Shanan Sun
“And for a high-intensity game, I thought we’d do Pillo Polo,” Shanan Sun says.
“That’s such a good one,” says assistant movement science professor Haylie Miller. “If anyone gets bored, we could incorporate other materials into the game or start Pillo Polo-ing in the gym and snake out into the hallway. It’d be a change of scenery that’s still structured.”
“Great idea,” Sun says, making some notes on her laptop.
It’s three days before the second session of KidSport Adaptive begins, and the counselors are in planning mode. The new offshoot of the long-running KidSport camp is meant to better serve kids with neurodevelopmental and physical differences, and the staff does this partly by thoughtfully choosing and modifying the activities for each day based on the needs of the individual campers.
Sun, seated on the floor with her feet splayed in front of her, is leading the group discussion. A recent graduate of LSA’s biopsychology, cognition, and neuroscience program, she has worked in Miller’s Motor & Visual Development Laboratory since 2021 and will spend another year there as a research assistant while she applies to occupational therapy (OT) programs.
But, for these two weeks, she’s transformed into KidSport counselor and team lead. Miller, who partnered with Kinesiology Community Programs director Kerry Winkelseth to launch KidSport Adaptive this past summer, had given Sun the option of taking some time off from her lab responsibilities and focusing on KidSport. Sun already had experience in this realm; she’d served as a counselor at theater camps that were run by art, dance, and music therapists and included some time working one-on-one with neurodivergent kids.
“So, pretty much KidSport,” she says with a laugh.
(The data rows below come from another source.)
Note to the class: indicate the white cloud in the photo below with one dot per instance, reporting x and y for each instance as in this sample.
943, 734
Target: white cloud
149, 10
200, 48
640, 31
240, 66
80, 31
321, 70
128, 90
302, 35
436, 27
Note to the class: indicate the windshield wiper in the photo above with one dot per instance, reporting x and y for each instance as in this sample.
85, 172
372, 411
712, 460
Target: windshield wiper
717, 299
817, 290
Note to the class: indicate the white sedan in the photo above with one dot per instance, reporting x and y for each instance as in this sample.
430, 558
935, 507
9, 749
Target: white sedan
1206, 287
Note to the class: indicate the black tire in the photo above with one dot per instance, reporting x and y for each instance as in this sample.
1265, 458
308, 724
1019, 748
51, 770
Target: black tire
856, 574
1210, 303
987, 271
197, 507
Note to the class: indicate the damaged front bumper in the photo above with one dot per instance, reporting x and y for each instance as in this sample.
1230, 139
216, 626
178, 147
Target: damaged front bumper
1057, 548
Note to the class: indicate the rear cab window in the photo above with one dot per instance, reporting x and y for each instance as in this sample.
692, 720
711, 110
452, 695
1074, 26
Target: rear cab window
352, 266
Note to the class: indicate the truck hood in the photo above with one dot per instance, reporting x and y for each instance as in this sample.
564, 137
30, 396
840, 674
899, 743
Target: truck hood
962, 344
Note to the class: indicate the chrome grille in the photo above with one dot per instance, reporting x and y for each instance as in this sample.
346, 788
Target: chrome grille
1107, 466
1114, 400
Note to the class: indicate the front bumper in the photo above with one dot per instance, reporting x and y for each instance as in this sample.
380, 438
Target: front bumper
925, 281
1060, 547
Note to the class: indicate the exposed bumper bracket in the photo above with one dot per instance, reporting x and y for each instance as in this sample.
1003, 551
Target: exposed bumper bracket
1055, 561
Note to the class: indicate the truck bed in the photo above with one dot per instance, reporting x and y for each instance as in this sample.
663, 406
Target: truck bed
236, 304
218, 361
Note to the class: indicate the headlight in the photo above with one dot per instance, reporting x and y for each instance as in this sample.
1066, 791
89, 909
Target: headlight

Sun’s sister has a form of epilepsy and had gone to these innovative camps. Her mother had initially suggested that Sun could serve as a counselor so she could drive her sister, not expecting that her daughter would pursue a career in health care as a result. (Most of Sun’s family is in engineering.)
But Sun’s interest in OT and fine motor control did begin to incubate, helped along by Miller, whom she cold emailed after a psychology professor suggested she look beyond LSA for labs to work in during her time as an undergraduate.
“I feel like I got really lucky with this lab,” Sun says. “Some of my friends are in labs that don’t really align with their career goals, where they’re asked to do grunt work, basically. To have the opportunity to work with people with neurodevelopmental conditions in a lab that allows me to do things that will help me as an OT — it’s really special.”
In Miller’s lab, Sun has done everything from data entry to writing a review paper about upper extremity movement in autism to conducting children’s motor skill assessments through tabletop activities like pegboards and balancing exercises such as walking on a line and hopping.
“Some of the assessments I’ve learned to do here or we’ve talked about in this lab I’ve seen OTs do when I've been shadowing,” Sun says. “That’s been a really nice connection.”
And, most importantly, she’s had the opportunity to work directly with people with neurodevelopmental differences, a population she expects to serve regularly when she becomes an OT.
“This is something I knew in the back of my head already, but KidSport Adaptive brought to the forefront of my mind how when you have a child with higher support needs, as soon as you can meet those needs, it’s so much easier,” Sun says. “They’re so much more willing to participate in the activities you want them to be in, and everything runs so much more smoothly. And that’s what we tried our best to do in Adaptive.”
To have the opportunity to work with people with neurodevelopmental conditions in a lab that allows me to do things that will help me as an OT — it’s really special.